Título: Congresso irresponsável
Autor: Mailson da Nóbrega
Fonte: O Estado de São Paulo, 04/09/2005, Economia & Negócios, p. B4

Quem conhece o mínimo da história do Congresso não se surpreendeu com a derrubada do veto presidencial à concessão de aumento salarial a seus servidores. Foram raros, se é que existiram, os momentos em que nossos parlamentares primaram pela austeridade na utilização dos recursos extraídos dos contribuintes. Nada no Brasil se compara à lei Gramm-Rudman-Hollings de 1985, que tornou obrigatório o equilíbrio orçamentário nos EUA. A lei leva o nome dos três congressistas que contribuíram para eliminar os déficits fiscais do governo Reagan. Aqui, é o contrário. Cabe ao Poder Executivo evitar que o déficit aumente pela ação do Congresso. O Congresso americano aprovou em 2002 a lei Sarbane-Oxley, em resposta aos escândalos que envolveram a Enron, a WorldCom e outras empresas. A legislação antitruste nasceu de projetos de congressistas. No Brasil, iniciativas desse tipo se contam aos dedos, como as leis de autoria de Afonso Arinos (contra a discriminação racial) e Nelson Carneiro (divórcio).

Com exceções honrosas, os parlamentares brasileiros cuidam mesmo é de aumentar gastos ou reduzir o impacto de reformas fiscais. Os exemplos abundam: as emendas ao Orçamento, a concessão de benefícios a idosos, as propostas de elevação inconseqüente do salário mínimo, etc. As reformas mudam para pior, como se viu nas emendas constitucionais sobre a previdência, propostas por FHC e Lula. O auge dessa crônica irresponsabilidade foi a Constituição, que criou benefícios moralmente duvidosos para grupos do funcionalismo e gastos previdenciários insustentáveis. O Orçamento adquiriu rigidez grave, sem paralelo no mundo. Na festa cívica de 1988, ao canto do hino nacional a cada grande desatino fiscal, a Assembléia Nacional Constituinte reduzia as chances de crescimento do País por pelo menos duas gerações. A elevação da carga tributária e o do endividamento são exemplos dessa triste realidade.

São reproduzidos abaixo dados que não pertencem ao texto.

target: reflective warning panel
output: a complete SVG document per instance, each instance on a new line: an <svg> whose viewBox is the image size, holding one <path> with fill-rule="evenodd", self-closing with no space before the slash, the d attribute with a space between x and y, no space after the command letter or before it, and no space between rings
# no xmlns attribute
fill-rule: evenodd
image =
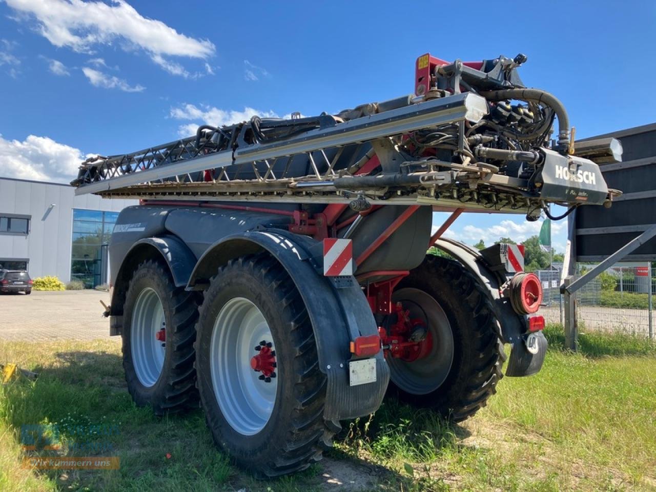
<svg viewBox="0 0 656 492"><path fill-rule="evenodd" d="M353 275L353 243L350 239L323 239L323 275Z"/></svg>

Infelizmente, há incentivos à irresponsabilidade fiscal. O principal deles é o fato de a sociedade não perceber a relação entre essas atitudes e os respectivos efeitos na economia. Por exemplo, dados os limites para aumentar o endividamento e a carga tributária, os aumentos de despesa têm sido financiados também com a contração dos investimentos. Acontece que a sociedade culpa o Executivo e não o Congresso pela deterioração das estradas.

Um outro incentivo é o prazer sem custo de fazer a felicidade de servidores. Os parlamentares que derrubaram o veto, na hora de votar, lançaram um olhar triunfante sobre as galerias, cheias de funcionários.

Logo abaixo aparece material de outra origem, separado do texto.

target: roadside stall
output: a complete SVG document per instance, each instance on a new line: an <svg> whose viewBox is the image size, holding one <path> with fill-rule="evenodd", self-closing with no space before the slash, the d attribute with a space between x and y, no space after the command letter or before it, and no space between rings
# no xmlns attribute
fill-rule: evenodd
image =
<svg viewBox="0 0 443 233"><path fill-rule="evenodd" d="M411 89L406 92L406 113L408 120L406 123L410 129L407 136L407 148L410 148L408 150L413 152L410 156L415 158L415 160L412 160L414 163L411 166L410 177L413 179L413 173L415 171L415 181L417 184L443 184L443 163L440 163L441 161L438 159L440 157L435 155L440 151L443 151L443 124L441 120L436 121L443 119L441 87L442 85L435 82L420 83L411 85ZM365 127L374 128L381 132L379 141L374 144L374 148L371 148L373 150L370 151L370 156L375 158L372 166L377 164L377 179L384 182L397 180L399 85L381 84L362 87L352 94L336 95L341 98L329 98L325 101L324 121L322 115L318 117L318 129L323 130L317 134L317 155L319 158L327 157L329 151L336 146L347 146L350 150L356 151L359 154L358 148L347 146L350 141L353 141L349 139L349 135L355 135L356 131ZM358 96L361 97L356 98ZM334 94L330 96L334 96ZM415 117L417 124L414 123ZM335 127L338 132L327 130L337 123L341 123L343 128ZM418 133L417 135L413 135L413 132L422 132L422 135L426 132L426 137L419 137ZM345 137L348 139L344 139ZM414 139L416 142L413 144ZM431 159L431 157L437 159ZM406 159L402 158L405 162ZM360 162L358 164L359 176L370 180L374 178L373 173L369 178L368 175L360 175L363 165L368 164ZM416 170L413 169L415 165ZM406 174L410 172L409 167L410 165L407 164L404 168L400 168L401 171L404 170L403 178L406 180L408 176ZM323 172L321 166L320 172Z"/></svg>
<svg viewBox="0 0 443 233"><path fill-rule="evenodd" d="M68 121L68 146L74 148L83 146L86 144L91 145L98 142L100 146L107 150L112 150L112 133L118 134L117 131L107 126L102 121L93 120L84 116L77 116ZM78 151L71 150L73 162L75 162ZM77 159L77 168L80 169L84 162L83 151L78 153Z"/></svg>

O tosco presidente da Câmara já havia falado que o veto não prosperaria. Os servidores, disse, podiam ficar certos do que "eu vou fazer por eles". Com dinheiro de quem? Os servidores do Congresso, principalmente os de menor salário, ganham acima do mercado, com a vantagem adicional da estabilidade no emprego e de aposentadorias generosas. A aposentadoria média é de 37 salários mínimos (1,8 salário mínimo no INSS). E não há justificativa plausível para reajustar vencimentos e gratificações em 15%, o triplo da inflação prevista para os próximos doze meses.

A derrubada do veto desmoraliza um dos poucos avanços institucionais da reforma administrativa de 2000. Antes, o Congresso tinha o poder de conceder esses aumentos salariais por mera resolução. Com a reforma, passou-se a exigir projeto de lei, o que permitiria o veto presidencial para barrar os excessos. Com a derrubada, ficou provado que nem mesmo as instituições são capazes de defender a sociedade nesse assunto.

A desarticulação política do governo também explica derrota, mas o corporativismo e a irresponsabilidade são as principais causas. Só o tempo dirá se o nosso Congresso vai um dia adquirir uma cultura de responsabilidade fiscal parecida com a do americano ou se virará uma fonte de avanços institucionais. Pelo que se viu da República para cá, isso vai demorar.

É correta e sensata a idéia do governo, de recorrer ao Supremo para tentar barrar o aumento dos servidores do Congresso. O distinto público que paga a conta apóia e agradece.